Many places have a Current Research Information System, sort of an internal online C.V. / resume and database of research. We use one. However, they may be limited to internal use, any identifiers such as employee numbers or email addresses might be slightly sensitive and people change institutions.
What about researcher ids?
By specialist service
You can set a researcher identifier (just a string or number which is unique for each person) on Scopus, Web of Science, Google Scholar and the like. These can be useful. However, there are several services, indexing services don’t index every journal and the different identifiers don’t necessarily interoperate. Also, what is their long term sustainability and who decides what services to provide and for how long?
Researchers attached to some countries or funders could also be given identifiers by them. However, these may not interoperate internationally or across other funders or for unfunded research. Also, it is yet another thing to be administered.
Personal identifiers – ORCID®
There are a few ways of giving researchers an unique identifier including the indexing services above.
One way is an International Standard Name Identifier (ISNI) (ISO 27729) which can be assigned to others including deceased authors.
Another which I want to concentrate on is the Open Researcher & Contributor ID (ORCID ®).
ORCID can be thought of as two things: an unique identifier and a set of tools and services that researchers can use with their identifier. The ORCID organisation is international and set up to be independent and sustained.
Philosophically, a researcher gets their ORCID id (free) rather than it being offered or imposed by their employer or funder. (Though having one might become required and others might help encourage researchers to get one or hand one to them.)
If I get an ORCID id I keep that for life regardless of where I work or what I might call myself.
I might also use the ORCID services to keep track of all of my publications and tell others about them, or I might use a different service to do that or I might use several services at once.
Tattoos and claims
So, problem solved? Not quite. If and when people put their ORCID id on their papers or publishers ask for them and put them in the bibliographic metadata for manuscripts then we will be able to link a paper to the author. I look forward to that day.

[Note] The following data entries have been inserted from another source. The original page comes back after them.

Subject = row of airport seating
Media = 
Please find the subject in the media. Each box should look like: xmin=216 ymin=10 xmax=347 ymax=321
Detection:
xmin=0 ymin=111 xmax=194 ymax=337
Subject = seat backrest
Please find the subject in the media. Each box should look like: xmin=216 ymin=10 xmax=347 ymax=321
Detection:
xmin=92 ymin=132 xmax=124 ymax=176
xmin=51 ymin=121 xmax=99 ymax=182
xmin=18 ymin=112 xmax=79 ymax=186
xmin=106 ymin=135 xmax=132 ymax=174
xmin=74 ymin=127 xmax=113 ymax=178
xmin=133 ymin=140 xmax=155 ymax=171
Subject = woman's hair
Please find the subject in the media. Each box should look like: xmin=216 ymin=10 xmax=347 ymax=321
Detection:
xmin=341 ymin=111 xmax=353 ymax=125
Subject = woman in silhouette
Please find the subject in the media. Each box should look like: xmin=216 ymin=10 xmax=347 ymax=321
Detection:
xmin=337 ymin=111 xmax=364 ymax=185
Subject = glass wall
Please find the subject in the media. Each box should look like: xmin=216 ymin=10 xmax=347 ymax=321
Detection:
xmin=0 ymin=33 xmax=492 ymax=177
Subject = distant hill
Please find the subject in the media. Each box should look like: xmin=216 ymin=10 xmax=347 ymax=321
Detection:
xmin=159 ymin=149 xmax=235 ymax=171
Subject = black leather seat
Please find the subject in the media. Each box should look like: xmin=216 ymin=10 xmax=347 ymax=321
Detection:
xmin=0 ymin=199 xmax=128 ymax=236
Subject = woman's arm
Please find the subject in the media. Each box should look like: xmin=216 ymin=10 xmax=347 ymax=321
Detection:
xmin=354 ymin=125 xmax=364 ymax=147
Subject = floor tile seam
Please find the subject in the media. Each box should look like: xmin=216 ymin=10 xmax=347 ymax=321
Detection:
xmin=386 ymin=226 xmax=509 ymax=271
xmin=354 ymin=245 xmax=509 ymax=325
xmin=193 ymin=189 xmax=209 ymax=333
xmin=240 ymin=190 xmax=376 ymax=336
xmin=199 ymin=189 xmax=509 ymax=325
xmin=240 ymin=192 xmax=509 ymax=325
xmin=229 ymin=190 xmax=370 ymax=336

Will publishers do that? I hope so. It isn’t the case yet and older papers don’t have researcher ids attached.
In the meantime, we still need authors to tell us which paper is theirs as they do in our CRIS now. We might be able to suggest matches based on heuristics but authors know for sure and we don’t want to move from uncertainly to disinformation by claiming a solid link between paper and author which is inaccurate.
Just linking to an ORCID id will allow us to know what other papers someone has written but if their ORCID account is but a stub and they don’t publicise their id elsewhere we still won’t know anything about the author. A colleague joked about people having ORCID ids tattooed to show them off! It does make a point about ids being long-term and linked to bibliographic information.
I think we have a bit of a chicken and egg situation in that more people will use ORCID when ORCID is more useful because it is more widely used. We can help get that process accelerated and funders are starting to suggest or require ORCID ids too.
I think being able to link a paper to an author just once, ideally at publication, will be really useful and save a lot of work and fragmentation of research.
I think a stable free service has big advantages and I can’t see much disadvantage apart from the few seconds to set up an ORCID id and the effort to link a paper to an id once.
Next we need to embed ORCID in our CRIS and institutional repository and start explaining to researchers what it is and how it will be useful to them.